Lastly, the element of harvest sharing is absent. To reiterate, the receipts presented are silent on whether Ferdinand's co-heirs received a portion of the leasehold rentals. Also, the payment of irrigation fees to NIA can hardly support Noel's claim as a tenant. Suffice it to say that the receipts do not indicate the identity of the landholding.

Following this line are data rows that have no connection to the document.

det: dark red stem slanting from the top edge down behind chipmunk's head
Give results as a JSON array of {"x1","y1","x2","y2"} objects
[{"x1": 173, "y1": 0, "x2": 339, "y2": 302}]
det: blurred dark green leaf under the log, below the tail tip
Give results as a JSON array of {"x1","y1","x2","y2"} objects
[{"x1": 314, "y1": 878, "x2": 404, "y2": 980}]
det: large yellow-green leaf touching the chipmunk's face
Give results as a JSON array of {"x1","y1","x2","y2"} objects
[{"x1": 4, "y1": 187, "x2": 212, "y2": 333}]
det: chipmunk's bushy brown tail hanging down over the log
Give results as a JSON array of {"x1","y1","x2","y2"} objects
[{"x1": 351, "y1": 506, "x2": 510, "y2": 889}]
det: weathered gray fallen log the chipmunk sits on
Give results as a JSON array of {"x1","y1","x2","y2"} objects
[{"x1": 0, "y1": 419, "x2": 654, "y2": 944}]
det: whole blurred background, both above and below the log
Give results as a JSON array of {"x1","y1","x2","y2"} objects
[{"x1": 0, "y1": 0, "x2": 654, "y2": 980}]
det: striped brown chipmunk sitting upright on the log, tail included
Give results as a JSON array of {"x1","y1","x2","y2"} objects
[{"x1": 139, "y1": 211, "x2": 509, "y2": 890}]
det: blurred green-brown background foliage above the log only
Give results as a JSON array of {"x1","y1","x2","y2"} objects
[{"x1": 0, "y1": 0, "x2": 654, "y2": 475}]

FOR THESE REASONS, the petition is DENIED. The Court of Appeals' Amended Decision dated September 2, 2015 in CA-G.R. SP No. 130135 is AFFIRMED.
SO ORDERED."
By authority of the Court:
(SGD.) TERESITA AQUINO TUAZONDivision Clerk of Court
Footnotes
1.Rollo, pp. 11-22.
2. Known as Lot C of the subdivision plan (LRC) Psd 186500; id. at 31.
3.Id.
4.Id. at 32.
5.Id. at 14.
6.Id. at 31-32.
7.Id. at 32-33.
8.Id. at 31.
9.Id. at 33.
10.Id.
11.Id. at 34.
12.Id.
13.Id. at 30-39; penned by Associate Justice Romeo F. Barza, with the concurrence of Associate Justices Hakim S. Abdulwahid and Zenaida T. Galapate-Laguilles;
14.Id. at 41-45; penned by Associate Justice Romeo F. Barza, with the concurrence of Associate Justices Ramon M. Bato, Jr. and Zenaida T. Galapate-Laguilles.
15.Id. at 44.
16.Id. at 48-49; penned by Associate Justice Romeo F. Barza, with the concurrence of Associate Justices Ramon M. Bato, Jr. and Zenaida T. Galapate-Laguilles.
17.Romero v. Sombrino, G.R. No. 241353, January 22, 2020. Emphases supplied.
18.Soliman v. Pampanga Sugar Development Co. (PASUDECO), Inc., 607 Phil. 209, 220-221 (2009).
19.Id.
20.Felizardo v. Fernandez, 415 Phil. 403, 412 (2001).
21.Ponce v. Guevarra, 119 Phil. 923, 932 (1964); See Joya v. Pareja, 106 Phil. 645 (1959).
22.Rollo, pp. 43-44.
23. See Republic Act No. 3844, Sections 23 and 31.